According to the most recent Steam Hardware Survey, 99% of steam users have SSE2 and SSE3
instruction support. The most immediately obvious thing to do with SSE is to try to optimize
4-vector math. However, a naiive reimplementation of vector methods doesn't come close to the theoretical 4x improvement that one would expect from an SSE implementation
Lets start with the naiive implementation of a vector4, and the naiive implementation of
operator +=:
struct Vector4
{
//Assume that this has constructors
//and other reasonable methods on it,
//like dot, operator[], other operators,
//implemented in the most straightforward way.
Vector4& operator+=(const Vector4& other)
{
for (size_t i = 0; i < 4; ++i)
{
elements[i] += other.elements[i];
}
return this;
}
float elements[4];
};
Wonderful. Next, a test rig just to test this basic functionality:
Vector4 v = Vector4(r[0], r[1], r[2], r[3]);
Vector4 b = Vector4(r[4], r[5], r[6], r[7]);
LARGE_INTEGER begin;
QueryPerformanceCounter(&begin);
Vector4 c = Vector4::Zero;
for (size_t i = 0; i < 100000000; ++i)
{
c += v + b;
c -= b + v;
}
LARGE_INTEGER end;
QueryPerformanceCounter(&end);
LARGE_INTEGER freq;
QueryPerformanceFrequency(&freq);
double time = (double)(end.QuadPart - begin.QuadPart) / (freq.QuadPart);
std::cout << "Took: " << 1000 * time << "ms\n";
The expected output is [0, 0, 0, 0], and r is populated with random data (no denormals).
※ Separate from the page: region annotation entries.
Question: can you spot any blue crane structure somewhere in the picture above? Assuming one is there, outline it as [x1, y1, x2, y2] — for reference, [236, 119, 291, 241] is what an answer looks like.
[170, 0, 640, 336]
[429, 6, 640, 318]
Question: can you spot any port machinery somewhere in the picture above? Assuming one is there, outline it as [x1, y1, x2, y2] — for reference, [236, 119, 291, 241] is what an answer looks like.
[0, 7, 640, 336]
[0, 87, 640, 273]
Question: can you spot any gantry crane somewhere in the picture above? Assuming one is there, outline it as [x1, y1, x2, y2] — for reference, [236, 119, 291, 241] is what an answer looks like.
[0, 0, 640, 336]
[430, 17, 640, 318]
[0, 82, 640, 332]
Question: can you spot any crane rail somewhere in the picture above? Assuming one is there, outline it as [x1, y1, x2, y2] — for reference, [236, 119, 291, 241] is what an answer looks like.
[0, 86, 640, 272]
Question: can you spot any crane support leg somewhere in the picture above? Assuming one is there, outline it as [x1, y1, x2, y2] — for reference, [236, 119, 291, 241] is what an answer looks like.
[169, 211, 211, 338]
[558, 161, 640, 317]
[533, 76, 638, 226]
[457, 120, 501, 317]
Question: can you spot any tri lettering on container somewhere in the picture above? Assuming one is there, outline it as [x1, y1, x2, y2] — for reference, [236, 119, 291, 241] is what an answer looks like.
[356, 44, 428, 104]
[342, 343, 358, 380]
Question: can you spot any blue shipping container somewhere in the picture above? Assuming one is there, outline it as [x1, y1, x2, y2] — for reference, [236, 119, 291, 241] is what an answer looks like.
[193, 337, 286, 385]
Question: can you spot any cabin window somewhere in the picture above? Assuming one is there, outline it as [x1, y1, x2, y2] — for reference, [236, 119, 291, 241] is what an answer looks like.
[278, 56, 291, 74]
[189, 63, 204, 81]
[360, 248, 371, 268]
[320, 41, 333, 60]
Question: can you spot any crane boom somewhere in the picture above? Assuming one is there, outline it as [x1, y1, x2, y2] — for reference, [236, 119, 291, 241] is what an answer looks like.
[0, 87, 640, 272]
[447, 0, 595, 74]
Using the naiive implementation, with /Ox (Full optimization) and no architecture flags,
the generated code simply loads up every floating point value, converts to double, adds it, and
then converts backwards. The core of the operation is shown below - a bunch of flds, fadds and fstp.
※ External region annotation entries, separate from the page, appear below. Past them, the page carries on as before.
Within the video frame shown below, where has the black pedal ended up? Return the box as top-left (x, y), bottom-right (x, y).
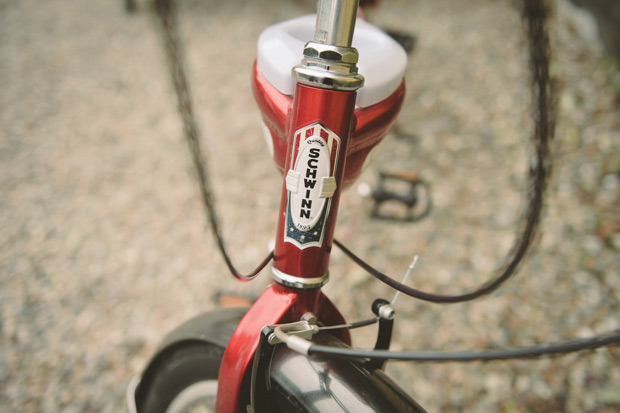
top-left (372, 171), bottom-right (432, 222)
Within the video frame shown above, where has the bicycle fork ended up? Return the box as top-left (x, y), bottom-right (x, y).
top-left (216, 0), bottom-right (364, 413)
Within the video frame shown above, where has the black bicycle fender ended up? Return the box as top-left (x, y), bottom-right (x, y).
top-left (269, 333), bottom-right (426, 413)
top-left (127, 307), bottom-right (248, 413)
009714AB fadd dword ptr [esp+5Ch]
009714AF fstp dword ptr [esp+98h]
009714B6 fld dword ptr [esp+8Ch]
009714BD fadd dword ptr [esp+7Ch]
009714C1 fstp dword ptr [esp+7Ch]
009714C5 fld dword ptr [esp+90h]
009714CC fadd dword ptr [esp+80h]
009714D3 fstp dword ptr [esp+80h]
009714DA fld dword ptr [esp+94h]
009714E1 fadd dword ptr [esp+84h]
009714E8 fstp dword ptr [esp+84h]
009714EF fld dword ptr [esp+98h]
009714F6 fadd dword ptr [esp+88h]
009714FD fstp dword ptr [esp+88h]
The problem is that the floating point model is set to precise, which forces
80-bit precision on the FPU. Changing the floating point model to fast does
not net any gains in this department - the generated code is functionally
identical between the versions.
The baseline performance on my i7 here is roughly 810 milliseconds with /fp:fast, and 1080
milliseconds with /fp:precise. This means that the target performance for this loop is 202.5
milliseconds, which will represent a 4x speedup.
The least labor intensive way of preforming SSE optimizations is to let the compiler do it for
you. While Visual Studio 2010 doesn't allow targeting SSE3 architectures specifically, the
SSE3 instructions do not really add very much - the only interesting instruction for
short vector operations is hadd, the horizontal add. HADD can be used to implement
SSE dot products (ignoring the SSE4 dot product intrinsic, which is actually pretty slow),
but only shows significant gains if you do 4 dot products at once.
Either way, enabling /arch:SSE2 produces shockingly bad code. Basically, it loads every
element into its own XMM register with movss, and then adds them one by one. Since there
are not enough registers to load all 13 floating point values at one value per register,
the compiler generates a load of movss into memory, which incurs even more slowdown.
;;; This loads up a bunch of elements into XMM registers 0-3.
0024139E movss xmm1,dword ptr [esp+80h]
002413A7 movss xmm2,dword ptr [esp+84h]
002413B0 movss xmm3,dword ptr [esp+88h]
002413B9 addss xmm1,dword ptr [esp+70h]
002413BF addss xmm2,dword ptr [esp+74h]
002413C5 addss xmm3,dword ptr [esp+78h]
002413CB movss dword ptr [esp+30h],xmm0
002413D1 movss xmm0,dword ptr [Math::Vector<float,4>::Zero+4 (24631Ch)]
002413D9 movss dword ptr [esp+34h],xmm0
002413DF movss xmm0,dword ptr [Math::Vector<float,4>::Zero+8 (246320h)]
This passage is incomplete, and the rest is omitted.